I'm working on this problem from section 4.2 of Hatcher's Algebraic Topology:
Show that if $S^k\to S^m\to S^n$ is a fiber bundle then $k=n-1$ and $m=2n-1$.
By counting dimensions, we have $m=n+k$, and if I assume that $k<n$ the problem is not too difficult. But, this assumption on $k$ is not stated in the problem.

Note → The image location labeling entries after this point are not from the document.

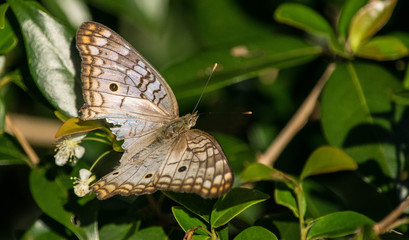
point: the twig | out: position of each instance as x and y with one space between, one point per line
385 224
297 122
34 160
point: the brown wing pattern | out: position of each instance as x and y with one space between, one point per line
193 163
119 85
196 164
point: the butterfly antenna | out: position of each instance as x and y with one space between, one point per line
207 82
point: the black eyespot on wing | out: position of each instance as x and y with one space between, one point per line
113 87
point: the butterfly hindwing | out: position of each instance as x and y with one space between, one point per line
196 164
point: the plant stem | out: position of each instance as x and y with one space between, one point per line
297 122
299 193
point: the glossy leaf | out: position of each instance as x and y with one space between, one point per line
237 151
194 203
352 100
337 224
10 153
76 125
369 19
8 39
327 159
236 66
149 233
115 231
40 231
285 195
255 233
350 8
284 225
2 116
48 47
187 220
383 48
307 19
235 27
233 203
3 10
401 97
259 172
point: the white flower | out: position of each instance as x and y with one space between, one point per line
68 149
82 183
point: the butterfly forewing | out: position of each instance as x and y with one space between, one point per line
120 85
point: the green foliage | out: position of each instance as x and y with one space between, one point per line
337 178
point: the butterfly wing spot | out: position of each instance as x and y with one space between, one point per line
182 169
113 87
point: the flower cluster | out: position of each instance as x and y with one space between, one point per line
82 183
68 149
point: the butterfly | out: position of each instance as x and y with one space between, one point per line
161 151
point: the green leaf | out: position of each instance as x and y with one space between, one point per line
337 224
352 102
188 77
326 160
10 152
372 17
307 19
2 116
237 151
50 188
285 195
383 48
149 233
3 10
350 8
48 47
235 27
258 172
187 220
41 231
194 203
233 203
76 125
8 39
401 97
283 224
255 233
114 231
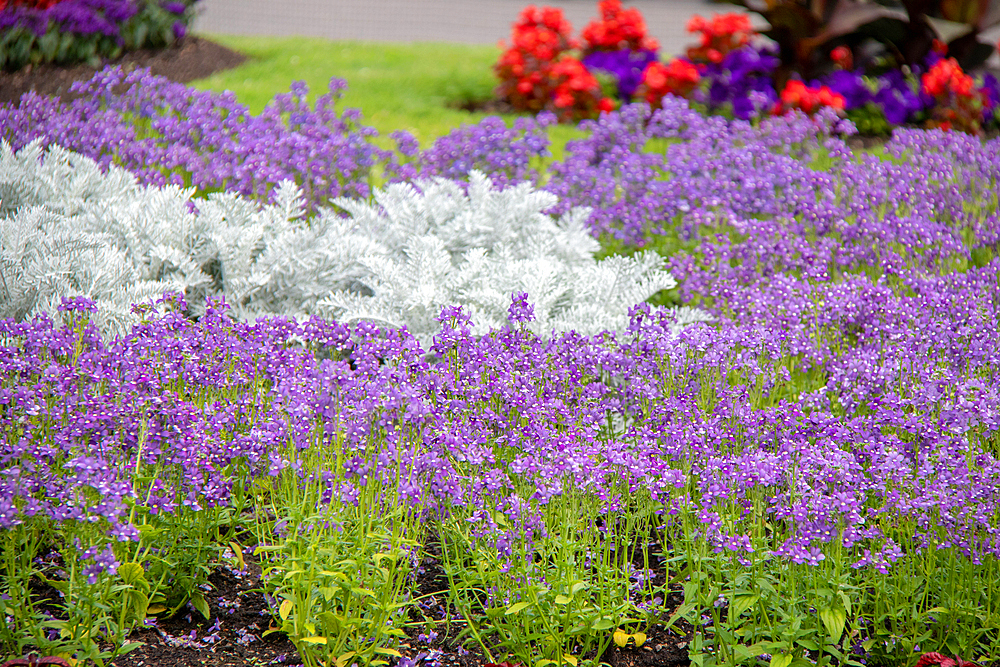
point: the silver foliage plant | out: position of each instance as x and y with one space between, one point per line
67 229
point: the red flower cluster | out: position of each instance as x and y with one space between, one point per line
576 93
842 57
678 77
31 4
617 29
945 77
534 74
539 36
798 95
720 35
959 105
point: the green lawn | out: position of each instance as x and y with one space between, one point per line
413 87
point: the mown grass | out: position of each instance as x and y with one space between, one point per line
414 87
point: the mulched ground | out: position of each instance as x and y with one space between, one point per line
240 615
193 58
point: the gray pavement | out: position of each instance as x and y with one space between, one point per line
462 21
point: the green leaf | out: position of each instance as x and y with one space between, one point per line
740 604
603 623
680 613
138 602
781 660
515 608
834 620
131 573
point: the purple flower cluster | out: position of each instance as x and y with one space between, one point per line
842 411
625 65
166 132
72 31
83 17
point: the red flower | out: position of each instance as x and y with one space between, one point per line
617 28
958 104
720 35
798 95
678 77
843 57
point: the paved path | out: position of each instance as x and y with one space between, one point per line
463 21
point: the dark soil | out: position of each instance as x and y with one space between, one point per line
192 58
240 615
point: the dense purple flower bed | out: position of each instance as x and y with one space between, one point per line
821 461
73 31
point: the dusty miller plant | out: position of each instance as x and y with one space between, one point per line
68 229
442 243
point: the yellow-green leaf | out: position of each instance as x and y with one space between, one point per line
781 660
834 620
514 608
131 572
740 604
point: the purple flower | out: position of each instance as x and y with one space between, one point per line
520 311
625 65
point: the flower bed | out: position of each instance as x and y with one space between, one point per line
733 71
72 31
811 476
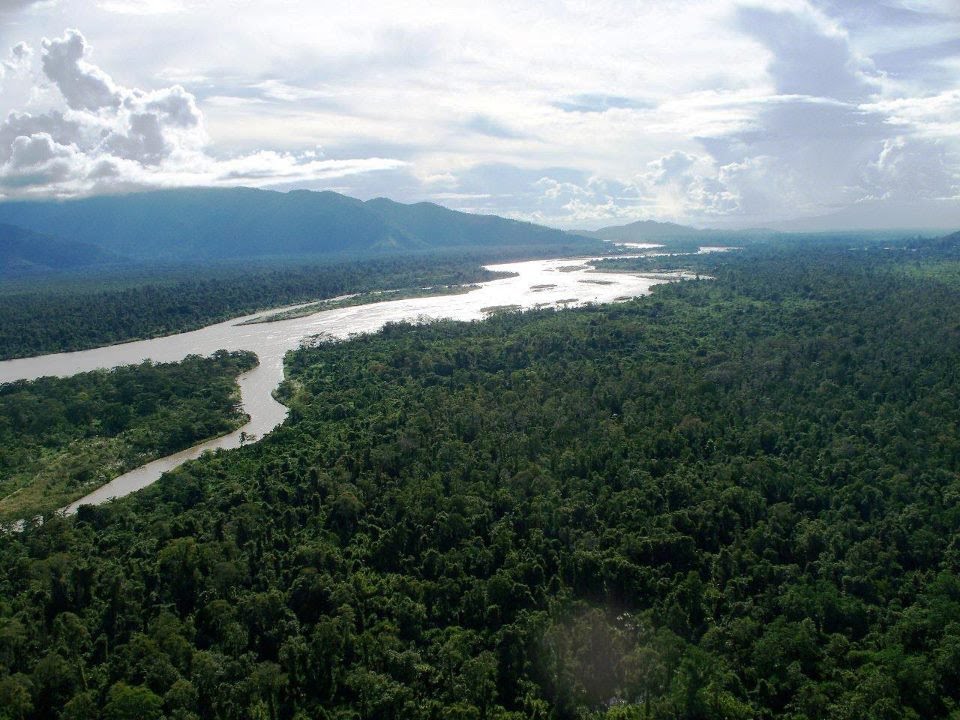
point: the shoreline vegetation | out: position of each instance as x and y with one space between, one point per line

Is there a clean way to show that $k<n$?
Suppose $k > 0$.
The long exact sequence in homotopy gives
$$\dots \to \pi_n(S^{n+k}) \to \pi_n(S^n) \to \pi_{n-1}(S^k) \to \pi_{n-1}(S^{n+k}) \to \dots$$
As $n < n + k$, $\pi_n(S^{n+k}) = 0$ and $\pi_{n-1}(S^{n+k}) = 0$, so $\pi_n(S^n) \cong \pi_{n-1}(S^k)$. We know $\pi_n(S^n) \cong \mathbb{Z}$, so $\pi_{n-1}(S^k) \cong \mathbb{Z}$ and hence $n - 1 \geq k$, i.e. $n > k$.
For $k = 0$, the only fiber bundle (or even fibration) is $S^0 \to S^1 \to S^1$ - see this question. In this case we also have $k = n -1$ and $m = 2n-1$.